RussiaKiev: No radiation after fire at Zaporizhzhya nuclear power plant
SDA
12.8.2024 - 14:58
Following a fire at the Russian-occupied Zaporizhzhya nuclear power plant in Ukraine, no increased radiation has been measured, according to Kiev's ministry.
12.08.2024, 14:58
SDA
"With the means at our disposal, the monitoring systems, no emissions or releases of radioactive substances have yet been detected," Ukrainian Deputy Energy Minister Svitlana Hrynchuk said on television.
The fire on Sunday evening probably damaged a cooling tower and other facilities. Hrynchuk accused the Russian crew at Europe's largest nuclear plant of starting the fire. Ukrainian President Volodymyr Selensky had previously made similar comments.
The power plant management appointed by Russia and the administration for the occupied part of the Zaporizhzhya region, on the other hand, spoke of a Ukrainian drone attack. However, the Russian side also made it clear that there had only been a fire at a cooling tower on the power plant site, not at one of the six reactor units that had been shut down.
IAEA observers noticed smoke
Observers from the International Atomic Energy Agency (IAEA) are stationed at the nuclear power plant. They reported that they had first noticed several explosions in the evening and then heavy smoke over the northern part of the power plant site. They were told that there had allegedly been a drone attack on one of the cooling towers.
"There were no reports that nuclear safety had been compromised," the IAEA wrote on X. The director general of the agency in Vienna, Rafael Grossi, demanded that his observers be given access to the site of the fire.
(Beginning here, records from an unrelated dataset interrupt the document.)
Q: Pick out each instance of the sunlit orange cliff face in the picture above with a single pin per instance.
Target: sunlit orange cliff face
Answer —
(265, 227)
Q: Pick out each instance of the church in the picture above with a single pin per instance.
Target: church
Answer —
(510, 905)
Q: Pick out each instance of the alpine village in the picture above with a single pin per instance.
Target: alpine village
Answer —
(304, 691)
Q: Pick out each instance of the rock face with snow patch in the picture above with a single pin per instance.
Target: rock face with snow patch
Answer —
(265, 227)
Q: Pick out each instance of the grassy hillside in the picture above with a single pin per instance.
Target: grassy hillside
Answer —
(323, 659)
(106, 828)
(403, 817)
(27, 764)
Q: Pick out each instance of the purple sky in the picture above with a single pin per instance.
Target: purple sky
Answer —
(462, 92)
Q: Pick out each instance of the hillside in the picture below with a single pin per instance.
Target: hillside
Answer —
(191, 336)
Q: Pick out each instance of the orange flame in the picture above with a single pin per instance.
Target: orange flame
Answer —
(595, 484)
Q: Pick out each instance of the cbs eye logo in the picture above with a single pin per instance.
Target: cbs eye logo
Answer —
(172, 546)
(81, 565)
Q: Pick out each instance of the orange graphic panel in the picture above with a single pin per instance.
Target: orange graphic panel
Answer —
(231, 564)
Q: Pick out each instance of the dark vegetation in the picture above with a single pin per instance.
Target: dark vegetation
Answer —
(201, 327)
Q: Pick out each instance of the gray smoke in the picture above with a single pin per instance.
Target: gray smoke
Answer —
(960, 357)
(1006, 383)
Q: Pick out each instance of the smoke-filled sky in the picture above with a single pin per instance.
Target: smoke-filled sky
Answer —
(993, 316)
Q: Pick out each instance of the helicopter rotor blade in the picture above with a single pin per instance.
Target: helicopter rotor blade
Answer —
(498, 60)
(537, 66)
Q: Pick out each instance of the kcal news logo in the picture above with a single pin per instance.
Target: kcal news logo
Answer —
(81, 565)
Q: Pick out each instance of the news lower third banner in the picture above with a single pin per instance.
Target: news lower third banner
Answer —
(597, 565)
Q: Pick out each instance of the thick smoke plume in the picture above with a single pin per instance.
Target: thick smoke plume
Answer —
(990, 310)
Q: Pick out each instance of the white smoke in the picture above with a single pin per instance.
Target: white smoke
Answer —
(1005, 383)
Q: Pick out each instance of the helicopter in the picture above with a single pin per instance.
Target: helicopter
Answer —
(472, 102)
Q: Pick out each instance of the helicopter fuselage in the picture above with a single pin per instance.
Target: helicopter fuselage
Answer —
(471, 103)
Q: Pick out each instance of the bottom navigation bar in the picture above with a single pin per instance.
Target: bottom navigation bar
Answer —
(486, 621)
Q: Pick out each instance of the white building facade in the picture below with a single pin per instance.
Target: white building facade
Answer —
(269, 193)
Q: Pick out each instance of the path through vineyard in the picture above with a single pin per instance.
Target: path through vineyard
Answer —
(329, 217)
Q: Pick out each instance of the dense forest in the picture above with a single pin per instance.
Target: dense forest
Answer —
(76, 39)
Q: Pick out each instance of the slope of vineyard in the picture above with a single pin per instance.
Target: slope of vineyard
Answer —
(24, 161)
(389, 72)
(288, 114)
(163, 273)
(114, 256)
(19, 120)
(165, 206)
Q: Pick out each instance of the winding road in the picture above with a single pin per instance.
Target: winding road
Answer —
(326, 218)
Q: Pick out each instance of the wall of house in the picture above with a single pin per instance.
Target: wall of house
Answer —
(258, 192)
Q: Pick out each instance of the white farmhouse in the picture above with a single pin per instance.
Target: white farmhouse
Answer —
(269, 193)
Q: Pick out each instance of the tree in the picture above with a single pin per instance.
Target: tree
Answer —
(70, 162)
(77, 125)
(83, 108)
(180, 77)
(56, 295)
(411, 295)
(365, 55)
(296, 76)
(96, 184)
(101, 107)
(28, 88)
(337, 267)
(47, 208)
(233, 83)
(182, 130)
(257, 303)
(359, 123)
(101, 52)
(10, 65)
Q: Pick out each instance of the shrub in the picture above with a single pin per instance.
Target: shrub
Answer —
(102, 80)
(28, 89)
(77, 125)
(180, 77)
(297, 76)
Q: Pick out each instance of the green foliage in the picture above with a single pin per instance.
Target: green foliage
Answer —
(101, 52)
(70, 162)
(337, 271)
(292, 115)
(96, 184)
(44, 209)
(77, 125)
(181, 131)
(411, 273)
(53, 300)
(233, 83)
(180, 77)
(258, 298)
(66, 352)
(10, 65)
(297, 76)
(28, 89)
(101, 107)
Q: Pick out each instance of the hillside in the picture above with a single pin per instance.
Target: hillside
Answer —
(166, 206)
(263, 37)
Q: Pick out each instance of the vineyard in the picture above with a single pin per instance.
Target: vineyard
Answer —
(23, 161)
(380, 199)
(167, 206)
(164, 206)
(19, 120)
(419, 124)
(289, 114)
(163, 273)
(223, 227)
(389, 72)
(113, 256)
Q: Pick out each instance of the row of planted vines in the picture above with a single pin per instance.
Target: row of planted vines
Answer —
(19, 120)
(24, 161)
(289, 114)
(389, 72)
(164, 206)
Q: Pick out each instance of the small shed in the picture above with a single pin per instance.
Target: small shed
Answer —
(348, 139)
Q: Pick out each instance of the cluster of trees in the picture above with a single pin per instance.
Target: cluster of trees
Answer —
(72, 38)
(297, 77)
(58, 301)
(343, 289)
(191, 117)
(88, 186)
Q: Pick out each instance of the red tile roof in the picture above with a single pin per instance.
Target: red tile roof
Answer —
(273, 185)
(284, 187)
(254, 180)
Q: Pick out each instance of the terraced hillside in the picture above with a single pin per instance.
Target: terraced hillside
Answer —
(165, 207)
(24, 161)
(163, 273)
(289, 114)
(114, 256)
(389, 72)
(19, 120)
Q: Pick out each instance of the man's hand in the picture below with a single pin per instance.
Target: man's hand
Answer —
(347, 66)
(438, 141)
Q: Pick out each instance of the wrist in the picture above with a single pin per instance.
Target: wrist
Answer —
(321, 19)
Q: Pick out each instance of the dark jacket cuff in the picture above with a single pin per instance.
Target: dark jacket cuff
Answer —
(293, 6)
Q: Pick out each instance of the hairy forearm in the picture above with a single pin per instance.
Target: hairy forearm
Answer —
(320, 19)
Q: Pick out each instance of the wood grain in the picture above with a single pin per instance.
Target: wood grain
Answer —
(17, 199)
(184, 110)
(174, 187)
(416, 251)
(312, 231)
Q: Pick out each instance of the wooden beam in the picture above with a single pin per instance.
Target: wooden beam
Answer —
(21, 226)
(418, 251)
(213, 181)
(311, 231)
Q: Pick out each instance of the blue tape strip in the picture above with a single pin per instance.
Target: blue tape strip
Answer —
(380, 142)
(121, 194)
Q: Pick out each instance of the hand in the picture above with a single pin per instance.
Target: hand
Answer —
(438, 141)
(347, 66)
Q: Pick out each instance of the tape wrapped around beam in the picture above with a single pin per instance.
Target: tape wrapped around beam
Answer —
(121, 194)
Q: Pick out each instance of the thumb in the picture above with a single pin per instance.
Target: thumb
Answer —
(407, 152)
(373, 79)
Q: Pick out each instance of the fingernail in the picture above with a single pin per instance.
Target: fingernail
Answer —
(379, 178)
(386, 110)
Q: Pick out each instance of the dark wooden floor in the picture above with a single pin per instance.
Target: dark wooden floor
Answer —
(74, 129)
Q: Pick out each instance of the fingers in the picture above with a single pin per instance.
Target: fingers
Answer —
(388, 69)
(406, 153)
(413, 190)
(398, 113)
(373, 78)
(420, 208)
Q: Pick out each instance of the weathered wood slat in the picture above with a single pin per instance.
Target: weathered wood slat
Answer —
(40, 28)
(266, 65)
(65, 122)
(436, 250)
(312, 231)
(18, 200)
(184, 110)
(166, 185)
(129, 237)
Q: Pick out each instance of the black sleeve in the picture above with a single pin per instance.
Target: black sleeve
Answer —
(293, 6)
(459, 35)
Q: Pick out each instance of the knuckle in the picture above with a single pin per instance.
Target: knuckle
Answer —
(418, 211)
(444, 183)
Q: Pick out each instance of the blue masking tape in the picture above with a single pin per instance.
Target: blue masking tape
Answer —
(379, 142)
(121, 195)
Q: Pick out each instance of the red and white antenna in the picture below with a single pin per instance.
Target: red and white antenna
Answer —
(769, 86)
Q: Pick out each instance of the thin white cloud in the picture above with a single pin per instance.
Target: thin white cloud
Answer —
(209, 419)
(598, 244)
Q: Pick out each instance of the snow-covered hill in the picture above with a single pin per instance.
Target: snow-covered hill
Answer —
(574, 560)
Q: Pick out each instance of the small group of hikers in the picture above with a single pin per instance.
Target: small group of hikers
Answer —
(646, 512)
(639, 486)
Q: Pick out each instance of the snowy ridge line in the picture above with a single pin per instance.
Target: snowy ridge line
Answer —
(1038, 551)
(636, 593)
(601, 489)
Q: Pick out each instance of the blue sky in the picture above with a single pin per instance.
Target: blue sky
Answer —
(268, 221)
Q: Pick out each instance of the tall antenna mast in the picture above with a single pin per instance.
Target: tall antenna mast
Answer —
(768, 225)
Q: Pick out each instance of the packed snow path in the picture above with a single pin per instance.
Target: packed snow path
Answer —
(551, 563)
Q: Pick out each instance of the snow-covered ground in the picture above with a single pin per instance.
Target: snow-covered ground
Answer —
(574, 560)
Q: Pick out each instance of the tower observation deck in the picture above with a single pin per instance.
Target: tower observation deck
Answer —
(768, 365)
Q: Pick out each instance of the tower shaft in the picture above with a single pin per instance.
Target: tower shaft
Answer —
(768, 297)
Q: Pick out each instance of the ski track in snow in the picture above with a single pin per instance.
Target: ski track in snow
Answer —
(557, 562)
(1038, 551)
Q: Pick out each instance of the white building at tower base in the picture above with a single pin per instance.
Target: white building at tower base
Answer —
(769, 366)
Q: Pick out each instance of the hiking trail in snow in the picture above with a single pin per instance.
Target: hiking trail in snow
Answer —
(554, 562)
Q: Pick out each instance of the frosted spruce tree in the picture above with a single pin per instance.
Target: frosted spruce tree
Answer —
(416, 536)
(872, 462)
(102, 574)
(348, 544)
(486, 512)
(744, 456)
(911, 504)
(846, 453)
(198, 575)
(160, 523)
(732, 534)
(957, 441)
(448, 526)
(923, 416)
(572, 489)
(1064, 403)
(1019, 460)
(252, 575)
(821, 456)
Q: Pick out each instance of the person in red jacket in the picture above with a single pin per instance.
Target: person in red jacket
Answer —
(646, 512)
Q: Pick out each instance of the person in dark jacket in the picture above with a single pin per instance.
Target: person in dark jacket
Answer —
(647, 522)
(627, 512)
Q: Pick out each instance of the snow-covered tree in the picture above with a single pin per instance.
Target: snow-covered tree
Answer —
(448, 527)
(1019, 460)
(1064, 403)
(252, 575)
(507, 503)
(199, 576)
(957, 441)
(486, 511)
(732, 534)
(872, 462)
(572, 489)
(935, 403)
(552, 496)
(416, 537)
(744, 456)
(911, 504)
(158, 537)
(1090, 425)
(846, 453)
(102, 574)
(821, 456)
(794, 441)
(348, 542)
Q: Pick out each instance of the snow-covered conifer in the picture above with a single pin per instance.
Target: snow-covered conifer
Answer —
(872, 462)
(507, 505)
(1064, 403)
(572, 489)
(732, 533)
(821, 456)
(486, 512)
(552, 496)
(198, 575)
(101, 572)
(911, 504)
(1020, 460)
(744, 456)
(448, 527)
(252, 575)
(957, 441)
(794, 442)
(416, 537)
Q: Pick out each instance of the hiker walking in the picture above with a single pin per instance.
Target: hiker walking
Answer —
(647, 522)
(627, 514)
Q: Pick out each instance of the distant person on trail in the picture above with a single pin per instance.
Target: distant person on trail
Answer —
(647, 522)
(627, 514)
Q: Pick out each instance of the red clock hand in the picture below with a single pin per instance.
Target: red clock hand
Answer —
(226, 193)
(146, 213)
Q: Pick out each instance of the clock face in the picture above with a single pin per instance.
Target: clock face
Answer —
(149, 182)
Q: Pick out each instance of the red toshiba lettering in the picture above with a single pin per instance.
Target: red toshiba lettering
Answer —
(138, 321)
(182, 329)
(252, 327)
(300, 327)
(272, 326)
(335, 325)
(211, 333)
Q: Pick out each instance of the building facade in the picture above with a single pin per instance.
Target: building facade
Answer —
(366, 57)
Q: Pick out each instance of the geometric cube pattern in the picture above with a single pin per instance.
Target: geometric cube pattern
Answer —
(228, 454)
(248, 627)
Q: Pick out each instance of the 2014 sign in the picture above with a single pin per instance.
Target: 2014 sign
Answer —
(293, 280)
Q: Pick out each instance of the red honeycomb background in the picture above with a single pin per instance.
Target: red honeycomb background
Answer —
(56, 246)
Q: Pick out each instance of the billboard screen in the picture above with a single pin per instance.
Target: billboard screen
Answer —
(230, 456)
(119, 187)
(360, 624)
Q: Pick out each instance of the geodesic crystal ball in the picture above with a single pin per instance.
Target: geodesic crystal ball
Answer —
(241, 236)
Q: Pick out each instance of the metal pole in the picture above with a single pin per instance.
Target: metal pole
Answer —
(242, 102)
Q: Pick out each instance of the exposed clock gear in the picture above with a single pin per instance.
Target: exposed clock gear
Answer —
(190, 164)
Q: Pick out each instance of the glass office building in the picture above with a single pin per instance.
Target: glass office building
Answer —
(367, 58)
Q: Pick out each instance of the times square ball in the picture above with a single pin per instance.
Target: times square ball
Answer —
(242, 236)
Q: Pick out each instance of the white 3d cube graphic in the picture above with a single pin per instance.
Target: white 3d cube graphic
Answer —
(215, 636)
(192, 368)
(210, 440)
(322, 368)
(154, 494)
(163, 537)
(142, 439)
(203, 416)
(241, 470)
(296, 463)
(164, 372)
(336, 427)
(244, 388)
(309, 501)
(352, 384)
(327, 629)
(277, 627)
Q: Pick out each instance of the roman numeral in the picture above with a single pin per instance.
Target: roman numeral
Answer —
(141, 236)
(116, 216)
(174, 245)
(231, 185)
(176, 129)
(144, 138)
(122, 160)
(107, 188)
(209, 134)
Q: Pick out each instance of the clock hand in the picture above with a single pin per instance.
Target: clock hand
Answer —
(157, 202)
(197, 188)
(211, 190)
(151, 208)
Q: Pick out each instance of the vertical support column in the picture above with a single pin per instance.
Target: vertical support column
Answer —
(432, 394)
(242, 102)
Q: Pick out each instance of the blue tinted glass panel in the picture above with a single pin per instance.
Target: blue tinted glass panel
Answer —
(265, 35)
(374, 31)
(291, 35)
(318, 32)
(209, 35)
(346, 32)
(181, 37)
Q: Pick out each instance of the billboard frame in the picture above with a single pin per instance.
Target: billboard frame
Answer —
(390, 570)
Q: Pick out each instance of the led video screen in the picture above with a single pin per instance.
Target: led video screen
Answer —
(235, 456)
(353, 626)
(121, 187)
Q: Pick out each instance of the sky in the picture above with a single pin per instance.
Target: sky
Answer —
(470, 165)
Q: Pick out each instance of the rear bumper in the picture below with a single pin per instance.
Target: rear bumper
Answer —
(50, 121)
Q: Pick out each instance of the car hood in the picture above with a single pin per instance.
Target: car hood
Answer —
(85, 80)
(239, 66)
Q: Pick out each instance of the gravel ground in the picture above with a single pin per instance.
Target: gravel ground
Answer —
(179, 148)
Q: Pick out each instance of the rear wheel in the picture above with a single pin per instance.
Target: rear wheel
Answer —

According to the Russian power plant management, this was granted today. The experts are only allowed to move around the plant with the permission of the Russians. Grossi also said that the damage to the cooling tower did not affect the safety of the six reactors that had been shut down.
However, he warned: "Any kind of fire on the site or in its vicinity means the risk of it spreading to safety-relevant facilities." The environmental protection organization Greenpeace also concluded that the fire did not threaten the safety of the reactors.